Solve the system of equations $\begin{equation} \begin{aligned} x + 3 + z =& 2 \\ 4x + y + 2z =& -4 \\ 5x + 2y + 3z =& -2 \end{aligned} \end{equation}$. If the system is inconsistent or has dependent equations, say so.

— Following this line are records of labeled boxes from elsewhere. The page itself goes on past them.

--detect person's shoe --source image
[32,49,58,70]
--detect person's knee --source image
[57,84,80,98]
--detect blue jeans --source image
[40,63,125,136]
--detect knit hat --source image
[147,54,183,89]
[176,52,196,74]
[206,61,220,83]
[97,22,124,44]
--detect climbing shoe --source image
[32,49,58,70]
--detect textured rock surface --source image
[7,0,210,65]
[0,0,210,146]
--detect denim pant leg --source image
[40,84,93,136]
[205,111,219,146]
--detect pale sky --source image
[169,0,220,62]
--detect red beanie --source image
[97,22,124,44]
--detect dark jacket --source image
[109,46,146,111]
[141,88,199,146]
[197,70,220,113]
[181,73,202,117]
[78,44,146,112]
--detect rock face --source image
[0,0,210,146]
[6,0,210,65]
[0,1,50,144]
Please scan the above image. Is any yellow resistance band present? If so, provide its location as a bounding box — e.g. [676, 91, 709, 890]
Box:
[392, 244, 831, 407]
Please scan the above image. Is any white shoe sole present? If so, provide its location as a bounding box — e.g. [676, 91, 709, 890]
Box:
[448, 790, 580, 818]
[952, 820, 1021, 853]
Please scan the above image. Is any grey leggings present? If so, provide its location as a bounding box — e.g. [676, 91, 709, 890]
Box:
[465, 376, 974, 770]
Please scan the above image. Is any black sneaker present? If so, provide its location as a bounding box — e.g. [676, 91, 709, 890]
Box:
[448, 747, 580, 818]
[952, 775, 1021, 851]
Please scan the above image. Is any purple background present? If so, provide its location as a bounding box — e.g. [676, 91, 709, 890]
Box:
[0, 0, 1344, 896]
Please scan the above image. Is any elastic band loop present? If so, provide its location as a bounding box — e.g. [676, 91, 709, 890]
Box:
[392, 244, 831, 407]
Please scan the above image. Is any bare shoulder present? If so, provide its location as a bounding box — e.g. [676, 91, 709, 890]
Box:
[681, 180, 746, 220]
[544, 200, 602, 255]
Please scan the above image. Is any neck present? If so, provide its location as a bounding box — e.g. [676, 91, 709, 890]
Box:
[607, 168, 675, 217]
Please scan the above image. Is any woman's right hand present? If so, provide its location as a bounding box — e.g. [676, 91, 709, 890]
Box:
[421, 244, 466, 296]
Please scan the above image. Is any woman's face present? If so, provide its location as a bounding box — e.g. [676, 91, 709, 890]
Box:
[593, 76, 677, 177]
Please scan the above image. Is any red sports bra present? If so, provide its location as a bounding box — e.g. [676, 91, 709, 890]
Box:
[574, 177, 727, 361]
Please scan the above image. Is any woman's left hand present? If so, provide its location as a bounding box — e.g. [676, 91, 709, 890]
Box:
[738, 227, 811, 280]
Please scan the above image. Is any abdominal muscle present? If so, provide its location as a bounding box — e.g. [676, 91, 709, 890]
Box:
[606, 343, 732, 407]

$\begin{equation} \begin{aligned} -2x - 6y - 2z =& -4 && -2 \times \text{ Equation 1} \\ 4x + y + 2z =& -4 && \text{Equation 2} \\ \hline \end{aligned} \end{equation}$




$\begin{equation} \begin{aligned} 2x - 5y \phantom{+2z} =& -8 && \text{Add} \end{aligned} \end{equation}$



$\begin{equation} \begin{aligned} -3x - 9y - 3z =& -6 && -3 \times \text{ Equation 1} \\ 5x + 2y + 3z =& -2 && \text{Equation 3} \\ \hline \end{aligned} \end{equation}$



$\begin{equation} \begin{aligned} 2x - 7y \phantom{+3z} =& -8 && \text{Add} \end{aligned} \end{equation}$



$\begin{equation} \begin{aligned} 2x - 5y =& -8 && \text{New Equation 2} \\ 2x -7y =& -8 && \text{New Equation 3} \end{aligned} \end{equation}$



$\begin{equation} \begin{aligned} 2x - 5y =& -8 && \\ -2x + 7y =& 8 && -1 \times \text{ New Equation 3} \\ \hline \end{aligned} \end{equation}$



$\begin{equation} \begin{aligned} \phantom{2x + } 2y =& 0 && \text{Add} \\ y =& 0 && \text{Divide each side by $2$} \end{aligned} \end{equation}$



$\begin{equation} \begin{aligned} 2x - 5(0) =& -8 && \text{Substitute } y = 0 \text{ in New Equation 2} \\ 2x =& -8 && \text{Multiply} \\ \\ x =& -4 && \text{Divide each side by $2$} \end{aligned} \end{equation}$




$\begin{equation} \begin{aligned} -4 + 3(0) + z =& 2 && \text{Substitute } x = -4 \text{ and } y = 0 \text{ in Equation 1} \\ -4 + 0 + z =& 2 && \text{Multiply} \\ z =& 6 && \text{Add each side by $4$} \end{aligned} \end{equation}$


The ordered triple is $\displaystyle \left( -4,0,6 \right)$.